Here is the DsPy’s Signature (similar to the prompt) where its task description is a direct copy our AdalFlow’s starting prompt:
class GenerateAnswer(dspy.Signature):
"""You are a classifier. Given a question, you need to classify it into one of the following classes:
Format: class_index. class_name, class_description
1. ABBR, Abbreviation
2. ENTY, Entity
3. DESC, Description and abstract concept
4. HUM, Human being
5. LOC, Location
6. NUM, Numeric value
- Do not try to answer the question:"""
question: str = dspy.InputField(desc="Question to be classified")
answer: str = dspy.OutputField(
desc="Select one from ABBR, ENTY, DESC, HUM, LOC, NUM"
)
Here is the peroformance result
Method |
Train |
Val |
Test |
---|---|---|---|
Start (manual prompt) |
67.5% (20*6 samples) |
69.4% (6*6 samples) |
82.64% (144 samples) |
Start (GPT-4o/Teacher) |
77.5% |
77.78% |
86.11% |
DsPy (Start) |
57.5% |
61.1% |
60.42% |
DsPy (bootstrap 4-shots + raw 36-shots) |
N/A |
86.1% |
82.6% |
AdalFlow (Optimized Zero-shot) |
N/A |
77.78%, 80.5% (+8.4%) |
86.81%, 89.6% (+4.2%) |
AdalFlow (Optimized Zero-shot + bootstrap 1-shot) |
N/A |
N/A |
88.19% |
AdalFlow (Optimized Zero-shot + bootstrap 1-shot + 40 raw shots) |
N/A |
86.1% |
90.28% |
AdalFlow (Optimized Zero-shot on GPT-4o) |
77.8% |
77.78% |
84.03% |
In this case, our text optimizer–Text-Grad 2.0 is able to close the gap to the teacher model, leaving little space for the DemoOptimizer to improve as it learns to boost its reasoning from a teacher model’s reasoning. Even though the many-shots (as many as 40) can still improve the performance for a bit, but it will adds a lot more tokens.

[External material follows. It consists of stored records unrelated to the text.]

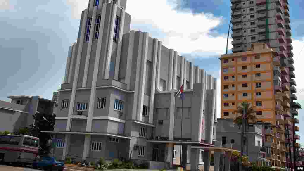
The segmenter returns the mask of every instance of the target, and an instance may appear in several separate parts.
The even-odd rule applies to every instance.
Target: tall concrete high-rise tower
[[[293,72],[295,68],[292,65],[293,54],[292,51],[293,48],[291,44],[292,40],[288,1],[231,0],[231,8],[233,25],[233,52],[250,50],[252,44],[256,43],[267,43],[274,52],[271,67],[273,68],[271,70],[273,73],[274,97],[276,101],[276,107],[273,110],[278,119],[273,127],[279,127],[282,124],[285,127],[285,130],[277,133],[286,133],[286,141],[283,142],[288,145],[286,146],[288,148],[286,148],[286,165],[290,167],[291,166],[288,164],[290,159],[296,157],[293,152],[291,157],[291,153],[288,151],[295,151],[295,148],[298,146],[295,140],[299,139],[299,137],[295,134],[295,131],[299,131],[298,127],[295,126],[295,120],[297,120],[295,116],[298,115],[296,109],[301,106],[294,101],[297,100],[297,97],[292,94],[296,92],[296,90],[294,87],[296,85],[295,82],[292,79],[295,75]],[[284,121],[281,120],[281,116],[284,116]],[[290,147],[289,144],[291,144]],[[282,145],[285,144],[281,145]],[[275,166],[284,166],[286,163],[282,158],[280,160],[282,162],[280,163],[279,160],[275,159],[276,157],[269,158],[272,161],[271,164]],[[292,165],[293,166],[293,164]]]

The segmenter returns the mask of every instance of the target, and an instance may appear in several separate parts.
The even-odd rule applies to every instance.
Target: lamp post
[[[229,39],[229,33],[230,31],[230,26],[231,25],[231,22],[232,21],[232,16],[233,16],[233,14],[234,14],[234,12],[235,11],[235,9],[237,9],[237,6],[239,4],[236,4],[235,6],[234,7],[234,8],[232,10],[232,15],[231,16],[231,19],[230,19],[230,22],[229,23],[229,28],[228,28],[228,34],[227,35],[227,44],[226,44],[226,54],[227,54],[228,53],[228,39]]]

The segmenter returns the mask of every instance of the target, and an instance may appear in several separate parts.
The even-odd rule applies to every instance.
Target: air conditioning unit
[[[137,150],[138,149],[138,145],[134,145],[133,147],[133,149]]]
[[[158,120],[158,124],[160,125],[162,125],[164,123],[164,120]]]

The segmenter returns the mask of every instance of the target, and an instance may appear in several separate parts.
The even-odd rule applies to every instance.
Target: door
[[[154,161],[159,161],[159,149],[157,148],[153,148],[153,156]]]

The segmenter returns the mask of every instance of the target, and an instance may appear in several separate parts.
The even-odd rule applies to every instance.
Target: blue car
[[[34,169],[41,168],[49,171],[62,171],[64,169],[64,164],[57,162],[53,157],[43,157],[40,160],[34,162],[33,166]]]

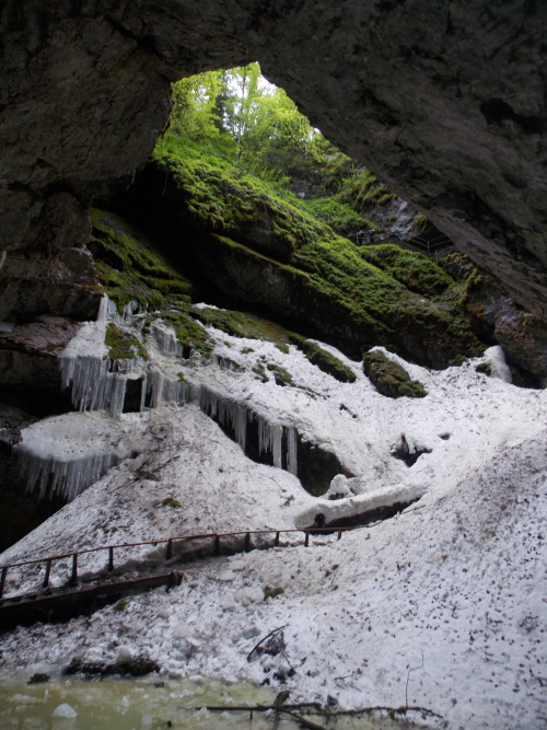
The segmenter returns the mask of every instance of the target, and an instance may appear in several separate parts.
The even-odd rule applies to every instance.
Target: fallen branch
[[[279,630],[279,629],[278,629]],[[275,631],[272,631],[274,634]],[[267,638],[267,637],[265,637]],[[359,707],[357,709],[337,709],[328,710],[322,709],[318,703],[299,703],[296,705],[207,705],[205,707],[211,712],[249,712],[253,716],[253,712],[283,712],[289,715],[293,720],[300,722],[302,727],[309,728],[309,730],[325,730],[324,726],[317,725],[309,717],[300,715],[300,711],[305,710],[306,715],[313,715],[318,717],[324,717],[327,719],[336,719],[338,717],[359,717],[360,715],[371,715],[373,712],[385,712],[389,717],[394,718],[397,715],[406,715],[407,712],[418,712],[422,717],[434,717],[439,720],[443,720],[443,716],[439,712],[434,712],[427,707],[388,707],[386,705],[373,705],[370,707]],[[188,711],[198,711],[202,707],[183,707],[182,709]]]
[[[266,641],[266,639],[269,639],[270,636],[272,636],[274,634],[277,634],[277,631],[282,630],[283,628],[287,628],[288,626],[289,626],[289,624],[286,624],[284,626],[280,626],[279,628],[275,628],[275,629],[274,629],[272,631],[270,631],[269,634],[266,634],[266,636],[264,636],[264,637],[258,641],[258,644],[255,644],[255,646],[251,649],[251,651],[249,651],[248,654],[247,654],[247,661],[251,661],[251,657],[255,653],[255,651],[258,649],[258,647],[260,646],[260,644],[263,644],[263,641]]]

We can see that being able to flexibly control the prompt instead of delegate to a fixed Signature
is advantageous.
We use yaml
format for the output in this case, and be able to use template to control which part we want to train.
We trained to train a joined Parameter
with both the system prompt and the output format, and found it is more effecitive to just train the system prompt.
Conclusion:
Our SOTA performance is due to the combination of
Our research on optimizers: Each individual optimizer, the text optimizer implementing our research Text-grad 2.0 and the demo optimizer implementing our research
Learn-to-reason Few-shot In-context Learning
Our research on training paradigm: The sequential training where we first train the text optimizer and then train the demo optimizer is proven to be effective to optimize the performe without adding too many tokens in the prompt.
The flexibility and customizability of the library: With the library to provide developers direct control over the prompt and allow flexible and granular definition of the parameters is the second of the reason that we can surpass other methods by a large margin.